GitHub Actions Example

name: Test All Layers
on: [push, pull_request]

jobs:
  test-layer-1:
    runs-on: ubuntu-latest
    steps:
      - uses: actions/checkout@v3
      - uses: erlef/setup-beam@v1
      - run: TEST_MODE=mock_adapter mix test --max-cases=50
      
  test-layer-2:
    runs-on: ubuntu-latest  
    steps:
      - uses: actions/checkout@v3
      - uses: erlef/setup-beam@v1
      - run: TEST_MODE=bridge_mock mix test --max-cases=10
      
  test-layer-3:
    runs-on: ubuntu-latest
    steps:
      - uses: actions/checkout@v3
      - uses: erlef/setup-beam@v1
      - uses: actions/setup-python@v4
      - run: pip install dspy-ai google-generativeai
      - run: TEST_MODE=full_integration mix test --max-cases=1

Pre-commit Hooks

#!/bin/sh
# .git/hooks/pre-commit

echo "Running Layer 1 tests..."
TEST_MODE=mock_adapter mix test || exit 1

echo "Running Layer 2 tests..."  
TEST_MODE=bridge_mock mix test || exit 1

echo "All tests passed!"

📚 API Reference

Test Mode Functions

# Get current test mode
DSPex.Testing.TestMode.current_test_mode()

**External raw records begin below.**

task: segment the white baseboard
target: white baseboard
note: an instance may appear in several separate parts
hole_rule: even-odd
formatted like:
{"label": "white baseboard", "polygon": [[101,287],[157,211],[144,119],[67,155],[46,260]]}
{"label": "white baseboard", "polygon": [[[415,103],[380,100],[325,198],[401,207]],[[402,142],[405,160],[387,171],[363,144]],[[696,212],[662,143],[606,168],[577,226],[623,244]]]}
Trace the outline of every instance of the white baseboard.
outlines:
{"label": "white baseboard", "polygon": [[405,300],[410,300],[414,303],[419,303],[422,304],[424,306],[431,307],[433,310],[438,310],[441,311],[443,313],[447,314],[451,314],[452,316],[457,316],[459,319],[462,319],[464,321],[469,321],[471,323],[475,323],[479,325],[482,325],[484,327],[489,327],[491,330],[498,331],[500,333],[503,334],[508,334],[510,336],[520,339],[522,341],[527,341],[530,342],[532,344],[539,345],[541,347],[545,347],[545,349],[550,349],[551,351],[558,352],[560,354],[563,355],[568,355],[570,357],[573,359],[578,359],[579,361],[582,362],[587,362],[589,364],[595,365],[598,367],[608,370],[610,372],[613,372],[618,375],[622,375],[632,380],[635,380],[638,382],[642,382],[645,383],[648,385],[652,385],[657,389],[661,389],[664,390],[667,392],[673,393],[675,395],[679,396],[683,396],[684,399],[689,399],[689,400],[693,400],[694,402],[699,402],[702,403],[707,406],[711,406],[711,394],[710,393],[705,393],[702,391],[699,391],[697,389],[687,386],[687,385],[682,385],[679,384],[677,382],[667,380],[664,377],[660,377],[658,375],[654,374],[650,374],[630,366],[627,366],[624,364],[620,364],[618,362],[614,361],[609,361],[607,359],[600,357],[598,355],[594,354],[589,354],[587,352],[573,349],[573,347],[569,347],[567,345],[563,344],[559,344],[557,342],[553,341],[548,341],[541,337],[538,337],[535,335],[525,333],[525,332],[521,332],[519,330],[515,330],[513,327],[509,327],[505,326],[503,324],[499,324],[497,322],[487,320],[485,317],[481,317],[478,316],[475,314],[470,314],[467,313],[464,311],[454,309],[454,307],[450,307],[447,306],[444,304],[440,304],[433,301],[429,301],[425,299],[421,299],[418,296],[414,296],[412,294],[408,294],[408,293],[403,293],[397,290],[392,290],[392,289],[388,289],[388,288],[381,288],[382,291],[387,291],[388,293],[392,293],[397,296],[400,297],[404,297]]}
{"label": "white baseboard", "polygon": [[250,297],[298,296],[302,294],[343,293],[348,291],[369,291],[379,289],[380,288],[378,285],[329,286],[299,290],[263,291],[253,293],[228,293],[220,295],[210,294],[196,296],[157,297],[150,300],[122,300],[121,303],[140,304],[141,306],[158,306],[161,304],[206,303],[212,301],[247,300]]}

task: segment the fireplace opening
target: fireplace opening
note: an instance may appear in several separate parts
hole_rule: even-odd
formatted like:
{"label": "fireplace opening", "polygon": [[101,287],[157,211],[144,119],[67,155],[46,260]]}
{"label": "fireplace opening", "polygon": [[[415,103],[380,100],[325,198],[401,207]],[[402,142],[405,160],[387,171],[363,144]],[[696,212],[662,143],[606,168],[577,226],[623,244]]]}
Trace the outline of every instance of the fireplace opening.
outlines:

# Set process-level override
DSPex.Testing.TestMode.set_test_mode(:bridge_mock)

# Get effective mode (with overrides)
DSPex.Testing.TestMode.effective_test_mode()

# Get layer configuration
DSPex.Testing.TestMode.get_test_config()

# Check capabilities
DSPex.Testing.TestMode.layer_supports_async?()
DSPex.Testing.TestMode.get_isolation_level()

Mock Adapter API

# Start/stop
{:ok, pid} = DSPex.Adapters.Mock.start_link()

# Bridge-compatible API
{:ok, result} = DSPex.Adapters.Mock.ping()
{:ok, result} = DSPex.Adapters.Mock.create_program(config)
{:ok, result} = DSPex.Adapters.Mock.execute_program(id, inputs)

# Test utilities
DSPex.Adapters.Mock.reset()
DSPex.Adapters.Mock.get_stats()
DSPex.Adapters.Mock.set_scenario(name, config)
DSPex.Adapters.Mock.inject_error(config)

🤝 Contributing

When adding new tests:

Layer 1: Add fast unit tests for all business logic
Layer 2: Add protocol tests for new bridge commands
Layer 3: Add integration tests only for critical workflows

Follow the testing pyramid: many Layer 1 tests, some Layer 2 tests, few Layer 3 tests.

📈 Monitoring

Track test execution performance:

# Regular performance check
./scripts/test_layers.exs all --timing --stats

# Performance regression detection
# Layer 1 taking >5s = investigate
# Layer 2 taking >15s = investigate  
# Layer 3 taking >2m = investigate

🎉 Happy Testing! The 3-layer architecture provides fast feedback loops while maintaining comprehensive system confidence.